Ian Flinn, MD, PhD: Andy, before we end this section, I want to ask you to talk a little about the role of transplantation in follicular lymphoma. We have a variety of new agents that have just made their way through the approval process, or are in the approval process, so there are a lot of different therapies for patients with follicular lymphoma. But for many years, we’ve had transplant. Outside some of the discussion we had about transformed lymphoma, do you still think there’s a role for transplant in follicular lymphoma—autologous and allogeneic transplants?
Andrew M. Evens, DO, MSc, FACP: Right now, there is. It is appropriate for a small subset of patients. That might change as some newer therapies evolve. In thinking about an autologous or allogeneic transplant, I would think about transplantation for high-risk disease.
What does high-risk follicular lymphoma mean? You’ve done a rebiopsy, it’s not transformed, and it’s acting more aggressively, whether their initial remission was less than 24 months or they have some other high-risk features. That’s when it starts to surface and we think about it. There are actually data.
We could ask the next question: Are there data published in what’s called the POD24, or someone who has progressive disease within 24 months of transplant? The good news is there is. Carla Casulo of University of Rochester Medical Center initially published on this important concept of POD24 in the Journal of Clinical Oncology several years ago. There was a follow-up publication in Biology of Blood and Marrow Transplantation a couple of years ago. Data demonstrated that it does look effective. Now, there are always caveats when doing transplant analyses retrospectively because there’s some selection bias suggesting that they’re going to be healthier patients. But when they tried to do a multivariate analysis, it did look like—at least for that POD24 population—an autologous transplant was an option. There was a supporting paper to that end by the German group as well.

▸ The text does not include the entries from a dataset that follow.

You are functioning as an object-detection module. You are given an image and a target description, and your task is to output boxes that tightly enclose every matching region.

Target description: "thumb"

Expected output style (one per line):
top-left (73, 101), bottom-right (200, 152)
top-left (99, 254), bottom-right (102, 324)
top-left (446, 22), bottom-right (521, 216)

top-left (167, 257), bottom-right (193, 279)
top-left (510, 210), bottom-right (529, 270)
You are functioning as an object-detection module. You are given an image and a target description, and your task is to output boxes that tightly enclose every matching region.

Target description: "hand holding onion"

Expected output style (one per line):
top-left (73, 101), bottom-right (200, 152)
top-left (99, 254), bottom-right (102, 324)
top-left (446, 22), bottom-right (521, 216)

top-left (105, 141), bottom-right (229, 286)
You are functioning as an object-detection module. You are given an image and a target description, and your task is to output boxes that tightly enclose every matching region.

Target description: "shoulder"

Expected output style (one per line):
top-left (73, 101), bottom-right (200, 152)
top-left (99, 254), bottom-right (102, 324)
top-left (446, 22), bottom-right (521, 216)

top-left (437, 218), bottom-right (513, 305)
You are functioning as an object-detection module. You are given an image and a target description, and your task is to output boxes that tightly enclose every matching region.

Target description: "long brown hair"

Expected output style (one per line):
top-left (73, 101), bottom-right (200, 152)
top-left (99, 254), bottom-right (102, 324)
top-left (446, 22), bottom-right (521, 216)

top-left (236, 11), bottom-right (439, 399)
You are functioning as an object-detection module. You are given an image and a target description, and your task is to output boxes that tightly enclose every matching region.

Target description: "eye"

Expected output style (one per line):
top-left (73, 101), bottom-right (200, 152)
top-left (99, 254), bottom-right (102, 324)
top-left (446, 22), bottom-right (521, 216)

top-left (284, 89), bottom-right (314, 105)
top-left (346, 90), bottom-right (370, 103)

In regard to allogeneic transplants, really few and far between. With that said, when we have that first discussion and meet with patients, we say it’s very treatable. Follicular lymphoma is generally incurable, except with an allogeneic stem cell transplant. Obviously, there are risks and issues related to that. We may think about it in 1 case per year—1 of 100 patients where that comes up. For someone who’s in their 30s or 40s, who is so much younger with follicular lymphoma, who has relapsed 2 or 3 times and has short remissions and a matched sibling donor, we would at least refer to our transplant team to get an evaluation and have a discussion.
Ian Flinn, MD, PhD: An important discussion. As you pointed out, the demographics don’t necessarily line up with this disease for the aging population, and perhaps it’s harder therapy for older patients. We’re going to talk about CAR [chimeric antigen receptor] T cells in a minute, and maybe that will impact some of these decisions as well.